Worldreader is a US and European non-profit whose mission is to make digital books available to children in the developing world, so millions of people can improve their lives. As of March 2012, they have "put over 75,000 e-books - and the life-changing, power-creating ideas contained within them – into the hands of 1,000 children in Sub Saharan Africa. Those children now read more, read better, and are improving their communities." In many African countries, 80 percent of the population owns a cell phone. Up to now, Worldreader has focused on distributing Kindles to classrooms (the organization’s founder is former Amazon exec , but by making e-books available via cell phones the organization can reach a much wider group of readers.
Worldreader's app was developed by Sydney-based startup biNu. It is currently in beta. The app uses cloud-based data compression technology to enable any Java-enabled phone (non-smartphone) to download e-books and access news websites and Facebook over an ordinary mobile signal. This is a huge step in cost reduction.

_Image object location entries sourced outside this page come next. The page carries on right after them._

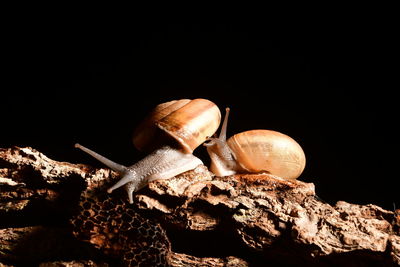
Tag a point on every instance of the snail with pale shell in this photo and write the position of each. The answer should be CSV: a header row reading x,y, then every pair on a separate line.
x,y
255,151
171,131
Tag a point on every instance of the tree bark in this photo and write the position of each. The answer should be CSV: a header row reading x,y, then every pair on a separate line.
x,y
241,220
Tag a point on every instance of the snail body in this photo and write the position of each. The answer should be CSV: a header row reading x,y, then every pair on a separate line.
x,y
171,132
255,151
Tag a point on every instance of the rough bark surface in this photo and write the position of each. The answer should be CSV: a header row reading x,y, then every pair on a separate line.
x,y
242,220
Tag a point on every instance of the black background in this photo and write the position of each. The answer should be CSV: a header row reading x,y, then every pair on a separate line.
x,y
326,81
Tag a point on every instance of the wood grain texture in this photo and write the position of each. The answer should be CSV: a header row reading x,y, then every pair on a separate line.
x,y
240,220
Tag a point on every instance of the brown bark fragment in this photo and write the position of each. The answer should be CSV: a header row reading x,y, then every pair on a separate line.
x,y
252,219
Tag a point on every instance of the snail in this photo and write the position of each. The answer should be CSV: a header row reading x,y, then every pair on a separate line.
x,y
171,131
255,151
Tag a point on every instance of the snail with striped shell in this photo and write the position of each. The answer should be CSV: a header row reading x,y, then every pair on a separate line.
x,y
171,131
255,151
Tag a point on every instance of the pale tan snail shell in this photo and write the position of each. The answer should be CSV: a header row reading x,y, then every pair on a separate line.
x,y
255,151
171,131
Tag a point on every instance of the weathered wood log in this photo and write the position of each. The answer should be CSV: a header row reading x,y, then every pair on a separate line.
x,y
242,220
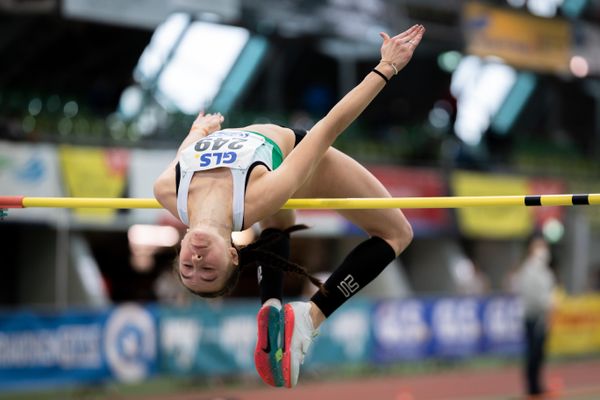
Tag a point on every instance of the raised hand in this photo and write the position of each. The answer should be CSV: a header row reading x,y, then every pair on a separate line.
x,y
398,50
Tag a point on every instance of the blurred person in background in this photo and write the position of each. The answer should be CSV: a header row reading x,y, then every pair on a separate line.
x,y
264,166
534,283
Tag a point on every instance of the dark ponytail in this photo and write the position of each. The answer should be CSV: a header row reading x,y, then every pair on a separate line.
x,y
255,254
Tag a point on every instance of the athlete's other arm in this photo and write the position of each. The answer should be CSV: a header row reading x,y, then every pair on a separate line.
x,y
396,52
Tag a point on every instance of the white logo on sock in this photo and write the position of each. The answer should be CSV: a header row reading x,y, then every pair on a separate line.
x,y
348,286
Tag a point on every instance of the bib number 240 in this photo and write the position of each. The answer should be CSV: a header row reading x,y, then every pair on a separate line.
x,y
217,156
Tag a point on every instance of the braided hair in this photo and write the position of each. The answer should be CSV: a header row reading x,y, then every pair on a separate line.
x,y
256,254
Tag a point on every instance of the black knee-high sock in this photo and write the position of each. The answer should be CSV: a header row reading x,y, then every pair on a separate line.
x,y
360,267
271,280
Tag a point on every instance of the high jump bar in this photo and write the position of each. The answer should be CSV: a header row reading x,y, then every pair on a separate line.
x,y
327,203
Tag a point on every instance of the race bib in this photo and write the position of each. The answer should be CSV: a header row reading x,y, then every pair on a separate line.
x,y
231,149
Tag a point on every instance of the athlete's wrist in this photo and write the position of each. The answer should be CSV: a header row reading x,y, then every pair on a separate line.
x,y
386,69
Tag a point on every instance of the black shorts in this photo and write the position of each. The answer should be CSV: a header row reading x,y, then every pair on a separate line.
x,y
299,135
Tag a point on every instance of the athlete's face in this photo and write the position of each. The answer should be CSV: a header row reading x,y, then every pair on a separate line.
x,y
206,261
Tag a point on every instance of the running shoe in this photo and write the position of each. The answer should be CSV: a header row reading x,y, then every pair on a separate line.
x,y
299,333
267,355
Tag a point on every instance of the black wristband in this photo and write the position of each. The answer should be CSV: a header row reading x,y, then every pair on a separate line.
x,y
382,76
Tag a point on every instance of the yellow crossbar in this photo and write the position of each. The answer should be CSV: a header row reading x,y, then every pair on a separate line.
x,y
339,204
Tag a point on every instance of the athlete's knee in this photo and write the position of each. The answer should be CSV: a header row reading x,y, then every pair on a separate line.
x,y
399,235
281,220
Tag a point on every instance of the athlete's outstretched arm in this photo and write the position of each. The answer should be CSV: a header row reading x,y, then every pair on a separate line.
x,y
396,52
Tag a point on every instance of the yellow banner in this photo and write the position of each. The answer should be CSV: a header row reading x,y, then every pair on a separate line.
x,y
575,326
94,172
522,40
492,222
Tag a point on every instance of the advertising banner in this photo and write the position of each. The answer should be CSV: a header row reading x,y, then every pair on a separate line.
x,y
451,327
522,40
456,327
73,348
216,340
492,222
575,326
401,330
502,325
345,337
208,340
28,169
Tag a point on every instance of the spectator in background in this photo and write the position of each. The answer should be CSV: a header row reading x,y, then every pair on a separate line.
x,y
534,284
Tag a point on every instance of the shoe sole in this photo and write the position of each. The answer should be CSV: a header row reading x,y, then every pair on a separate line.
x,y
288,331
268,363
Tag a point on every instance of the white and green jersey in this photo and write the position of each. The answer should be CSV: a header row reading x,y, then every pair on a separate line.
x,y
237,150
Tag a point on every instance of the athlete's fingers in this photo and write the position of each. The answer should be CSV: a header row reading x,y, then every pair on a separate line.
x,y
407,32
385,36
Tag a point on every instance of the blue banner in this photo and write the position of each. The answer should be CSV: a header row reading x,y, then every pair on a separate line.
x,y
451,327
76,347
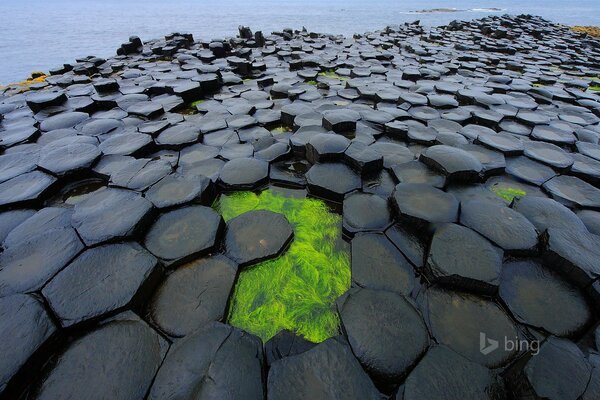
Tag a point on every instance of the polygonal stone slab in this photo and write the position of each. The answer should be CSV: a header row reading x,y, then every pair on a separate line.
x,y
502,225
109,214
100,281
257,235
185,233
541,298
244,173
392,340
330,367
216,362
193,295
27,266
24,327
332,181
123,355
424,204
459,257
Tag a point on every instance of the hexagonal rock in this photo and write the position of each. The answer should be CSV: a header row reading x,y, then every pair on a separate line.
x,y
326,147
26,188
546,213
175,190
364,212
109,214
461,258
24,327
331,368
385,331
100,281
558,371
27,266
332,181
501,225
193,295
244,173
572,191
340,120
424,204
121,355
446,375
539,297
456,164
573,253
362,158
285,344
257,235
180,235
378,264
216,362
458,321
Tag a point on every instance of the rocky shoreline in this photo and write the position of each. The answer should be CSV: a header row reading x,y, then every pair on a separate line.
x,y
408,214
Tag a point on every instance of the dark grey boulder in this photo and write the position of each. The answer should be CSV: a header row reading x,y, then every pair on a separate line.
x,y
257,235
100,281
461,258
193,295
215,362
109,214
331,369
180,235
385,331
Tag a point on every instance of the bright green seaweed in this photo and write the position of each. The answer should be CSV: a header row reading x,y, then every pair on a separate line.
x,y
297,290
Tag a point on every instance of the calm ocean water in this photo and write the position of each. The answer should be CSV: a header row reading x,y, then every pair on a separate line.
x,y
41,34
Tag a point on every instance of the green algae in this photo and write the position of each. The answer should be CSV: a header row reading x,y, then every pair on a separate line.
x,y
296,291
508,193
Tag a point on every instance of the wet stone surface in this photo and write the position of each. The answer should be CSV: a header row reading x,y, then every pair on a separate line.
x,y
446,185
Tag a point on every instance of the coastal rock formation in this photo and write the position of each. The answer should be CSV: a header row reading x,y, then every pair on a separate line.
x,y
422,202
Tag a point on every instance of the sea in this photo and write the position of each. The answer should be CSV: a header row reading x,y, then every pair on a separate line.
x,y
37,35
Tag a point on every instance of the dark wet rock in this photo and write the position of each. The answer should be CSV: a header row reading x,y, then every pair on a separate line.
x,y
456,164
501,225
539,297
45,220
424,204
332,181
326,147
26,188
458,320
546,213
332,369
285,344
183,234
101,280
365,212
461,258
393,340
572,191
24,327
378,264
445,375
340,120
244,173
174,190
558,371
27,266
257,235
193,295
216,362
548,153
98,360
574,254
110,214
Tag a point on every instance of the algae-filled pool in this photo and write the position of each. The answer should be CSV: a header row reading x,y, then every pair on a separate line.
x,y
297,290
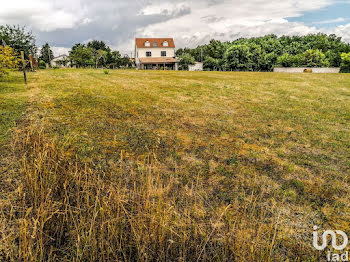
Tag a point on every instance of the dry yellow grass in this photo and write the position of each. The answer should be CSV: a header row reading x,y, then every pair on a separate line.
x,y
175,166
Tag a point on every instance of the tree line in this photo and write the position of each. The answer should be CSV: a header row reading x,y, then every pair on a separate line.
x,y
93,54
244,54
265,53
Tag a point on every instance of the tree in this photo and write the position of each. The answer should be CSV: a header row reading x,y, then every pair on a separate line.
x,y
315,58
19,39
237,57
97,45
113,59
211,63
8,60
185,61
46,54
99,55
345,62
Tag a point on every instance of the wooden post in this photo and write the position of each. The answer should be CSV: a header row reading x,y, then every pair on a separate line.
x,y
31,63
24,67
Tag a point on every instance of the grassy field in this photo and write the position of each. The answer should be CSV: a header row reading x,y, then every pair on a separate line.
x,y
172,166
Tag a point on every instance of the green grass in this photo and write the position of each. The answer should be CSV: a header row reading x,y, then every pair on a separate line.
x,y
189,166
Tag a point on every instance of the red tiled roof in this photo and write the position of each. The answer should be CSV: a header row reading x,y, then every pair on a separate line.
x,y
155,60
140,42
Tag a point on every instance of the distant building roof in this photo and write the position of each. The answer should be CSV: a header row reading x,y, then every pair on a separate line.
x,y
155,42
151,60
59,57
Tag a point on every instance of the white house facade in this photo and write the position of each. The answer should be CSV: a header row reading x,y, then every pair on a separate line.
x,y
155,54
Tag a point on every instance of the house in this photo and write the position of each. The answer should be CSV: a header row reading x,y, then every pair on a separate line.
x,y
60,61
155,53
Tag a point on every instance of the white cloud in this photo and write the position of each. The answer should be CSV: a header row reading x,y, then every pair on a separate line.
x,y
227,20
43,15
331,21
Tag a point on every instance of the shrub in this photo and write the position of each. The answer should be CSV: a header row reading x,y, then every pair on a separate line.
x,y
345,62
42,64
8,60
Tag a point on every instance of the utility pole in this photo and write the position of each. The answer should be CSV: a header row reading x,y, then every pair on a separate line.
x,y
49,57
24,67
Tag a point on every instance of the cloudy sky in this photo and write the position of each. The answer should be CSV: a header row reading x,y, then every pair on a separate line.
x,y
62,23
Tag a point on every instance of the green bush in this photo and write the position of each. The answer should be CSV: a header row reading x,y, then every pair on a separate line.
x,y
42,64
345,62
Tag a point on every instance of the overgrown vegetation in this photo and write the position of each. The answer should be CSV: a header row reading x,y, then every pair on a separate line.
x,y
97,54
8,60
19,39
263,53
175,166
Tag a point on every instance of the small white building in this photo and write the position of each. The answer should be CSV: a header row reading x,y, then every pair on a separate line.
x,y
155,53
60,61
198,66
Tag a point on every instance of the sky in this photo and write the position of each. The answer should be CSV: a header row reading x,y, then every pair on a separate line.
x,y
63,23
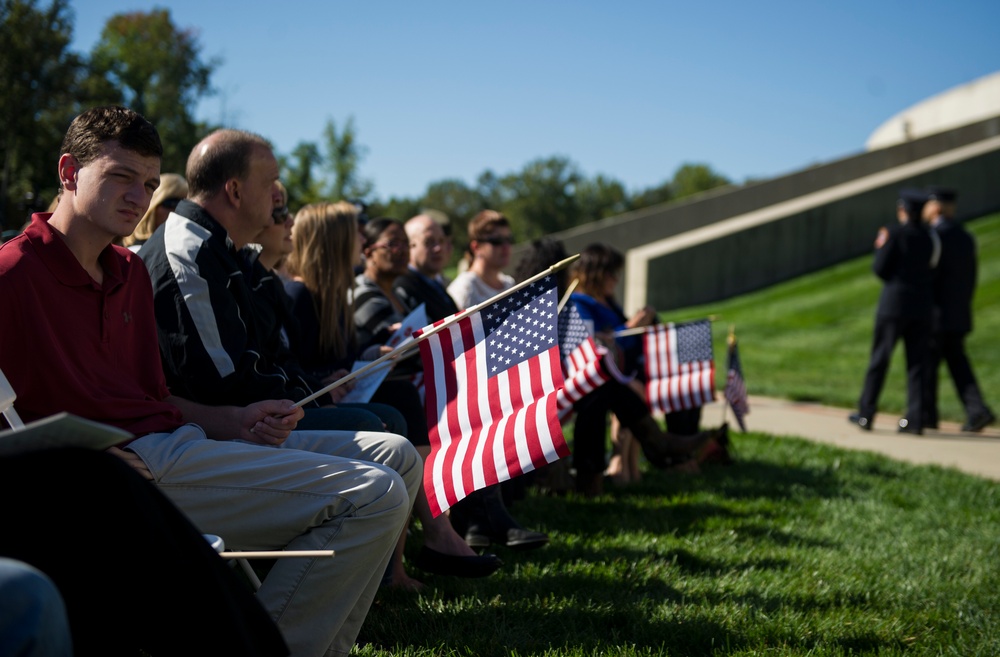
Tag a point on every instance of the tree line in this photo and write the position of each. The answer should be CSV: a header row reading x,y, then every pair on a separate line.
x,y
143,60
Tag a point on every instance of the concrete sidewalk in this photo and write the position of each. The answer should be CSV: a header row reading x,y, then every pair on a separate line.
x,y
974,453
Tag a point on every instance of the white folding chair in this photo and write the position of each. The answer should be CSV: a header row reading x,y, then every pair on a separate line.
x,y
7,399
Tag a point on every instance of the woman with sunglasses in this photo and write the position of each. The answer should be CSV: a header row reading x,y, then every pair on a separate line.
x,y
490,241
172,190
326,246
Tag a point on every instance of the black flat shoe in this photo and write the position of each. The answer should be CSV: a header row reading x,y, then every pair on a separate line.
x,y
439,563
979,422
860,420
515,538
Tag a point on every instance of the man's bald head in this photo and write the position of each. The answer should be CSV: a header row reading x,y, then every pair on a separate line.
x,y
220,157
428,245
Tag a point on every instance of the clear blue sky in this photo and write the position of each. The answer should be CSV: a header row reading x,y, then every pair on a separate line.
x,y
631,90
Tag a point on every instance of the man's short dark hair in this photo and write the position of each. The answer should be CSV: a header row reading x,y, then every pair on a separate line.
x,y
98,125
213,163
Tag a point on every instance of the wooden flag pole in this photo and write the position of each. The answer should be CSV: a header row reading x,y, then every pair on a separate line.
x,y
730,341
277,554
569,291
638,330
402,349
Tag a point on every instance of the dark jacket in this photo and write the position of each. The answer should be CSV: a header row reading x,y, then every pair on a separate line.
x,y
955,279
210,340
904,263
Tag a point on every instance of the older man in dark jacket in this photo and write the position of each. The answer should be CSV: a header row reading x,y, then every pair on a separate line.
x,y
905,256
954,286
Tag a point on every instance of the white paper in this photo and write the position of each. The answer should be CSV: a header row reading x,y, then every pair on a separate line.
x,y
366,384
61,430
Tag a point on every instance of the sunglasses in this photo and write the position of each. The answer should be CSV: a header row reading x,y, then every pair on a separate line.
x,y
280,215
496,241
392,245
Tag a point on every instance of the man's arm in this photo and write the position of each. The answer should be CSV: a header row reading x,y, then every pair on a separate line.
x,y
266,422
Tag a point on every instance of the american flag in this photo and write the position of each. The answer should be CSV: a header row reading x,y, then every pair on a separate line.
x,y
491,383
680,370
584,364
736,387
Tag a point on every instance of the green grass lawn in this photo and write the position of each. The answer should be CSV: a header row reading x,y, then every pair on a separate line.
x,y
809,339
795,549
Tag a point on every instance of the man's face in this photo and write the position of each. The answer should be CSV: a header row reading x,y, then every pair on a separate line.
x,y
277,237
428,249
495,248
260,192
113,191
931,211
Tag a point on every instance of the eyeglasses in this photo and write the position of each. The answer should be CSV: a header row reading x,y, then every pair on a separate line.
x,y
392,245
496,241
280,215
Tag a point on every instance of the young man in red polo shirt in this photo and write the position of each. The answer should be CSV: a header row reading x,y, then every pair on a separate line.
x,y
78,335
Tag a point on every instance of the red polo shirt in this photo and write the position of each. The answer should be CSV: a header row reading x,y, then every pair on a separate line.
x,y
69,344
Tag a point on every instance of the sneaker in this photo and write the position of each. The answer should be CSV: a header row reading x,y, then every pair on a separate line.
x,y
860,420
979,421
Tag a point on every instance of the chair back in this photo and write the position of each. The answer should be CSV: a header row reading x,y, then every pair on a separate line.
x,y
7,398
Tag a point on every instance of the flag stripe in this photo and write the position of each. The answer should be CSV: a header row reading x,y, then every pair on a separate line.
x,y
492,384
680,370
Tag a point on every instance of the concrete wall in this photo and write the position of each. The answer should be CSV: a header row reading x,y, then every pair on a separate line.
x,y
738,239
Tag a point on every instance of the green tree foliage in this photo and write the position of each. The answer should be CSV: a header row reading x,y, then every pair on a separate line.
x,y
38,94
145,62
548,195
541,199
601,197
653,196
301,177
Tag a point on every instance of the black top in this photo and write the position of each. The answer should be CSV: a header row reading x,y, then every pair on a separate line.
x,y
904,263
955,280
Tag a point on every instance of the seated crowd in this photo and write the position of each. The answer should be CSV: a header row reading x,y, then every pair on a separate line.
x,y
196,312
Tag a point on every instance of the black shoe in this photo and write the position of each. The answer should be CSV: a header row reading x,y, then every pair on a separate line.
x,y
484,520
439,563
979,422
515,538
860,420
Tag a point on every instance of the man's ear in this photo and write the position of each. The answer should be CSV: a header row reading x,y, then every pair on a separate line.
x,y
234,191
69,171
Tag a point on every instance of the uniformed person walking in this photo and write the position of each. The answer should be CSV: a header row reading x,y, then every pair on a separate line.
x,y
905,255
954,286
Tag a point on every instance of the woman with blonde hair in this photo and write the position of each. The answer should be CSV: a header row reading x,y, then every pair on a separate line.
x,y
326,247
172,190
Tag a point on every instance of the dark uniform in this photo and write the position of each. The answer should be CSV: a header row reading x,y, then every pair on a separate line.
x,y
954,285
904,261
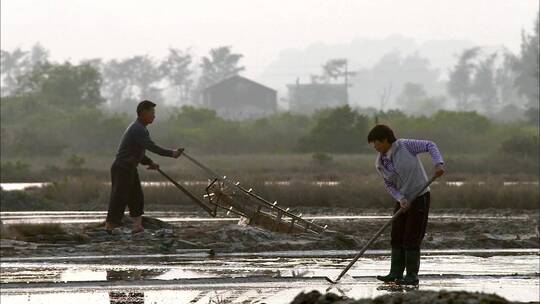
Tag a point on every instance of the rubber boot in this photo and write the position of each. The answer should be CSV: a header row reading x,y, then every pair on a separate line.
x,y
397,265
412,262
137,225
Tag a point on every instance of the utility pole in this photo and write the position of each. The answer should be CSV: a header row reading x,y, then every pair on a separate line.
x,y
346,81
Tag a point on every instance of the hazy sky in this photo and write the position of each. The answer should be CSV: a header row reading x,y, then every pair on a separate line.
x,y
75,29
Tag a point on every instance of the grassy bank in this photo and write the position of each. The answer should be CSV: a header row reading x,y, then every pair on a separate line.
x,y
354,192
265,166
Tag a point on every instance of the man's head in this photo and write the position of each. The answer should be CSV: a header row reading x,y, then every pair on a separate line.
x,y
381,138
146,111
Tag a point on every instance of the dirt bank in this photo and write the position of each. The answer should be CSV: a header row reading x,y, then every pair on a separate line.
x,y
417,297
517,231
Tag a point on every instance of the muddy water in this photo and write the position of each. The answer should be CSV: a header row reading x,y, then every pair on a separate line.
x,y
85,217
23,186
274,278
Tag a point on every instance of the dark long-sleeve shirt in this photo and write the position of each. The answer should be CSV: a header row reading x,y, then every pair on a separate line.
x,y
135,141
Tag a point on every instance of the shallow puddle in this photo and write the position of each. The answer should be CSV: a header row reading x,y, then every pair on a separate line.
x,y
270,279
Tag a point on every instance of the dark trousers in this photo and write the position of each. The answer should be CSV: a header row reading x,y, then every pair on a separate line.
x,y
125,191
409,228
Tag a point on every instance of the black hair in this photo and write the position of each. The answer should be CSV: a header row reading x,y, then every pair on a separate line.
x,y
381,132
144,105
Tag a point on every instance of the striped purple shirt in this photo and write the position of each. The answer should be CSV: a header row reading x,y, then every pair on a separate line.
x,y
415,147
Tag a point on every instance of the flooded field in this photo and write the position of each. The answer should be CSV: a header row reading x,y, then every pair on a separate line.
x,y
24,186
184,257
271,278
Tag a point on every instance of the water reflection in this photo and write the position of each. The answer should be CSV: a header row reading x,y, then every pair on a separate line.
x,y
134,274
132,297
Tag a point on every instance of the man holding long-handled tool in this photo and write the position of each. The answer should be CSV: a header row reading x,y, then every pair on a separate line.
x,y
126,187
403,175
406,180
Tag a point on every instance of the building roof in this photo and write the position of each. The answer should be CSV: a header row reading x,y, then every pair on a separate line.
x,y
234,78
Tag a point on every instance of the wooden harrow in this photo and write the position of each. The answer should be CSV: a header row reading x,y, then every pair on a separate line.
x,y
223,194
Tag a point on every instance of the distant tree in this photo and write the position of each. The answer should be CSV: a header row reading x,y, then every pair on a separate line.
x,y
414,100
336,130
129,80
483,85
505,78
177,69
17,63
62,84
526,65
460,82
411,93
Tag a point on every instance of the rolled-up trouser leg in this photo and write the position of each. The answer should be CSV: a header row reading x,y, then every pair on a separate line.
x,y
136,199
121,187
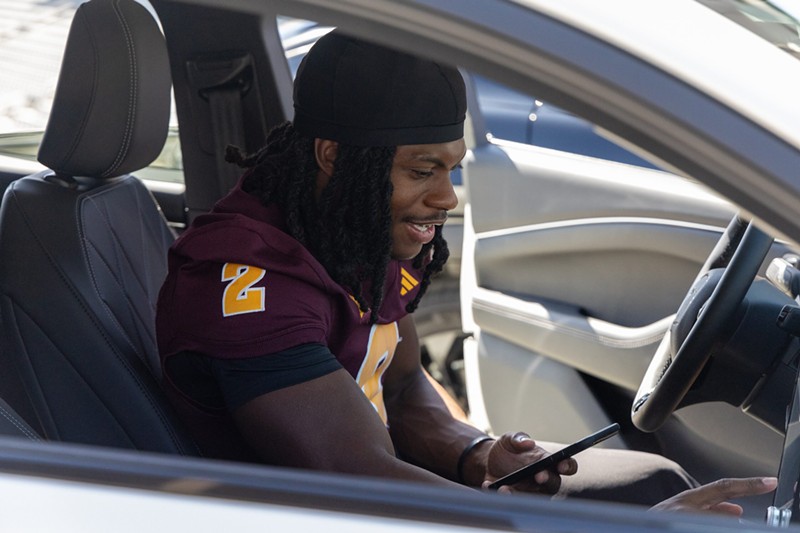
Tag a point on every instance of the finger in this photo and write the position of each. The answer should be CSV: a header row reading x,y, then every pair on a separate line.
x,y
521,442
567,467
727,508
543,477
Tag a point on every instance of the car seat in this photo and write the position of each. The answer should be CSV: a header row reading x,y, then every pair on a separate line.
x,y
83,246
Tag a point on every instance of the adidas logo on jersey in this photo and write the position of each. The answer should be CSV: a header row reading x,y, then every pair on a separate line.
x,y
407,282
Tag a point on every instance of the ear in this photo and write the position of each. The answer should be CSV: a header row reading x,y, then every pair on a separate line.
x,y
325,152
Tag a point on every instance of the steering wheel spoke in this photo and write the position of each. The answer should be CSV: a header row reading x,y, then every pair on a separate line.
x,y
708,306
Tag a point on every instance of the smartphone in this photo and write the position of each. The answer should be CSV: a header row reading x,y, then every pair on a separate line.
x,y
553,459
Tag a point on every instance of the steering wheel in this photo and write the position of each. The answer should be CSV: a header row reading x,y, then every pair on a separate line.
x,y
709,305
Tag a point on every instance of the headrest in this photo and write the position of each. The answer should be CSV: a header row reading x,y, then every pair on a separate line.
x,y
111,109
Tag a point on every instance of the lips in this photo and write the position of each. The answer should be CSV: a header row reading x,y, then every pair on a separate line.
x,y
422,232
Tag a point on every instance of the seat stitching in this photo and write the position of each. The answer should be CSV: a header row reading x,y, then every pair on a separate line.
x,y
132,95
19,425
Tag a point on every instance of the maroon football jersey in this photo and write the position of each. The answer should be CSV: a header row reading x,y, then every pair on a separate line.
x,y
239,286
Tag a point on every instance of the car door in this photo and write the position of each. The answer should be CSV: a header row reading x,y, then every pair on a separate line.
x,y
572,270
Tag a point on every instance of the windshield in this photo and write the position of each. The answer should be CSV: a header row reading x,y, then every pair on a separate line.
x,y
773,20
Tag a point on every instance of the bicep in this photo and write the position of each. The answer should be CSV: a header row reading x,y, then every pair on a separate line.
x,y
326,423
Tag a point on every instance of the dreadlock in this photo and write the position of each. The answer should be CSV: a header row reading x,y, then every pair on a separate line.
x,y
348,229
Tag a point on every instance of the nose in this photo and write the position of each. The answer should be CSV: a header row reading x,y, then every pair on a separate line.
x,y
443,195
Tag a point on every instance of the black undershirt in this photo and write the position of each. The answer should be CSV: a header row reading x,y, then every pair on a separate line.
x,y
230,383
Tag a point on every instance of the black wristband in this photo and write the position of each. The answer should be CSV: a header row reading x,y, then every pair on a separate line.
x,y
463,458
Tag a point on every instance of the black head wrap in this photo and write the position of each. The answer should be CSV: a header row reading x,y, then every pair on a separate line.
x,y
363,94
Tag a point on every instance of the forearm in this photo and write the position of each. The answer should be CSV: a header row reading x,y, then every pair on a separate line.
x,y
426,433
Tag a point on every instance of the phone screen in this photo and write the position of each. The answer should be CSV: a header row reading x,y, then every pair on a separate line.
x,y
553,459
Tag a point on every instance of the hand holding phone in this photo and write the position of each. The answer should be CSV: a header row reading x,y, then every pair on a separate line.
x,y
553,459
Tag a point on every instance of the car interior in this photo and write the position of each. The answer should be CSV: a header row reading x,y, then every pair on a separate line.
x,y
565,292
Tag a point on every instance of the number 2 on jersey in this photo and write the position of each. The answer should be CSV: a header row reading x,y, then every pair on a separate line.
x,y
240,296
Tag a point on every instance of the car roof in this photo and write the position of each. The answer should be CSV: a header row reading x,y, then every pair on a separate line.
x,y
695,44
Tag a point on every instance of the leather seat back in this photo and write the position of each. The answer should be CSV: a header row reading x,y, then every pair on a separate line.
x,y
83,246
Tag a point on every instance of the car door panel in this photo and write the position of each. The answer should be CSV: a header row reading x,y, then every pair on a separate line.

biNu is a fascinating project in itself: "With over half the world’s population owning a mobile phone today, but less than half that number having regular access to a computer, we are driven by a passion to help bring the reality of the Internet, along with its economic, educational and social benefits, to everyone." They are basically bringing the internet to regular phones.
"biNu approached this challenge by devising a patented software platform that delivers Internet applications to “low-end” mobiles with almost instant response times and efficient use of network bandwidth."
Although reaching 75,000 students in Africa is just a drop in the bucket, this project is very important because it is significantly lowering the cost of books and most importantly, access to information.